Publication strategy and tactics
Scientific journals often ask you to list 3-5 potential referees at submission. The editor will often choose one of your suggested referees and choose one referee you did not suggest. You can also list 3-5 referees the editor should not send the paper to, but you must explain why (e.g., if someone would have a conflict of interest). Referees are higher variance at scientific journals because one of them might not be an economist.
The editor may reject your paper if the number of referee comments is too great, or if referees make several substantive criticisms, even if you can address all comments easily in a revision. This always feel unfair when it happens to me, but the tradeoff is it allows scientific journals to be fast (because they reject papers instead of ask for extensive revisions). Include in your paper robustness checks referees are likely to ask for, or limitations of your study referees may comment on, so that their reports will be shorter.
Some journals have “article processing charges”, so plan where that funding will come from if your paper is accepted. Scientific journals tend not to have submission fees, but especially if they are open-access, and the lead author is working in a rich country, you may have to pay up to $6,500 to publish your article after it is accepted.
I acknowledge that publishing in scientific journals is easier for environmental economists than for development economists because environmental economics research often has a natural science or biological component, which can increase the appeal to non-economists. However, an editor of Science recently called for more submissions from economists, and journals like Nature Food, Proceedings of the National Academy of Sciences, Nature Communications, Nature Energy, and Nature Human Behavior all publish development economics papers. See also this previous Development Impact Q&A with one of the editors of Nature Human Behavior.
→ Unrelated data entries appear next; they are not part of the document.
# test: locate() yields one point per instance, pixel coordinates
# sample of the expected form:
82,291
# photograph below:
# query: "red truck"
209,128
I understand medical journals may share some of scientific journal’s advantages, and could be more suitable for development economics papers with health implications than scientific journals, but I have not covered them here because I’ve never submitted a paper to a medical journal.
Final tips
· The cover letter is important. In a few paragraphs, you have to explain why your paper is both innovative research and policy-relevant.
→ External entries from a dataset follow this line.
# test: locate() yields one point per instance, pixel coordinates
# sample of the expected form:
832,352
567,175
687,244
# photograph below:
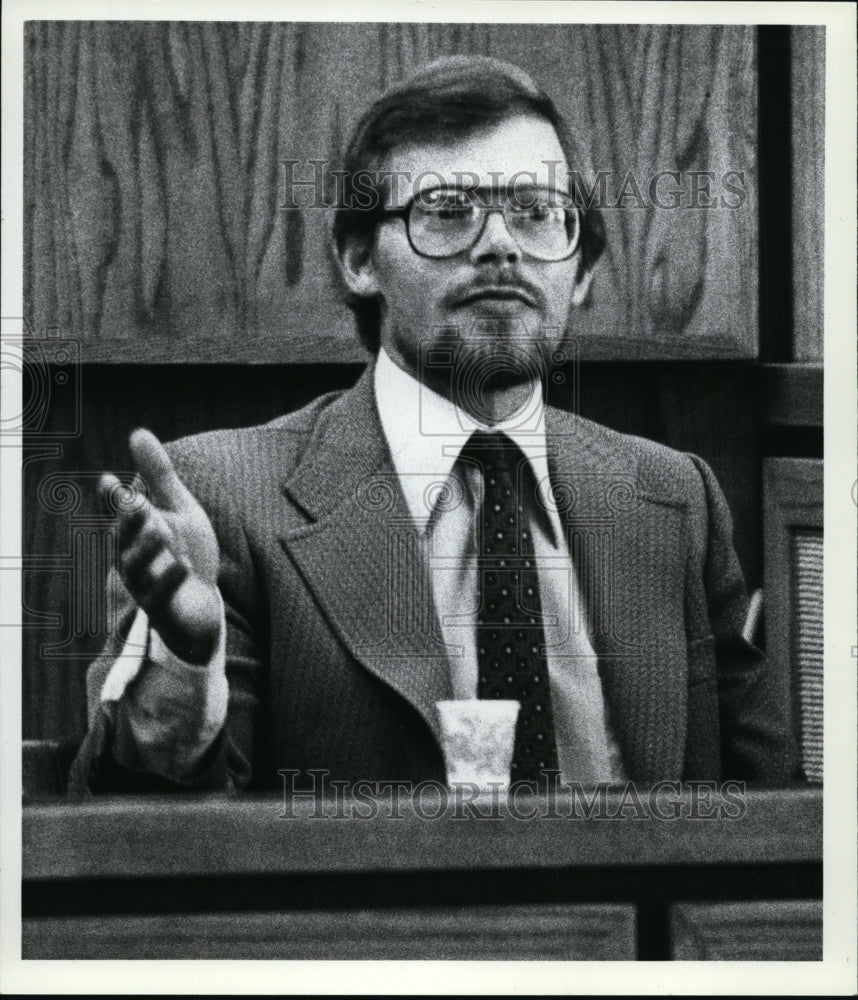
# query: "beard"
491,371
· Unlike the typical economics journal, the cover letter matters because the main hurdle is to avoid desk rejection.
· Scientific journals differentially reward papers with a flashy component: those that create a new dataset, have global or regional relevance, or develop a method that can be applied by researchers in other disciplines.
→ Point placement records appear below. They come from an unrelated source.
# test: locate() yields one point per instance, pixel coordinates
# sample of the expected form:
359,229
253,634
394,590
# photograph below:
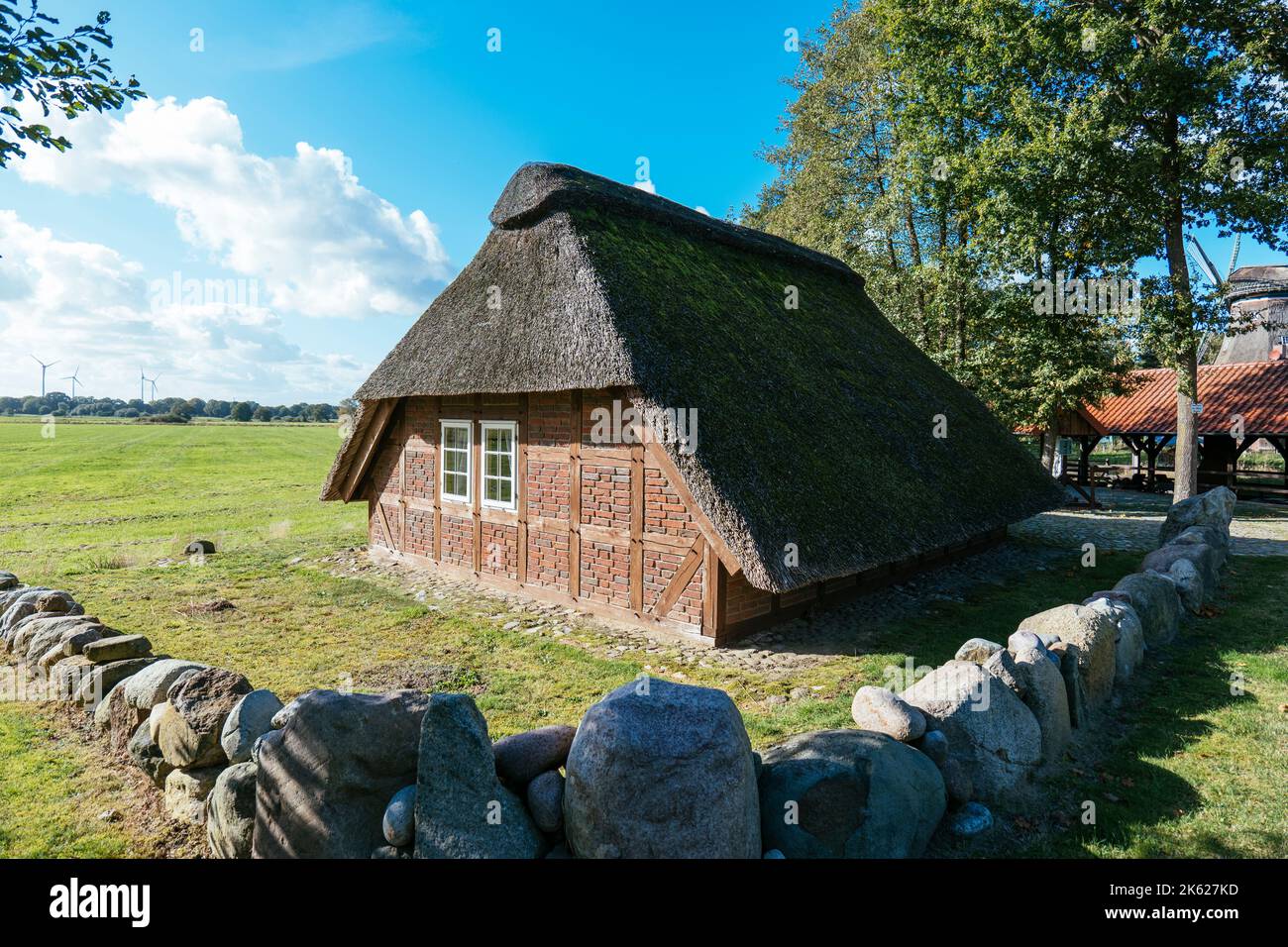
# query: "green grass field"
106,509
· The quality of your writing must be higher in a scientific journal; every word counts since the papers are shorter.
· Write for a smart undergraduate, who may not have studied economics (credit: Sol Hsiang, for this and other advice shared here).
· AI tools like GPT-4 or Mistral are very helpful for writing and reasoning tasks; you should use them. But first closely read a few great scientific articles by economists, paying attention to how they would differ if they had been written for an economics journal. For example, compare this paper to this one, or this paper to this one.
· Another reason to publish in a scientific journal is when doing interdisciplinary work, since a paper in these journals will be rewarding to your scientist co-authors.
· In this blog post I have covered the “research article” submission type. Scientific journals also allow broad articles that discuss research and policy, but I’ve never written one and I don’t know how hiring and promotion committees evaluate those publications.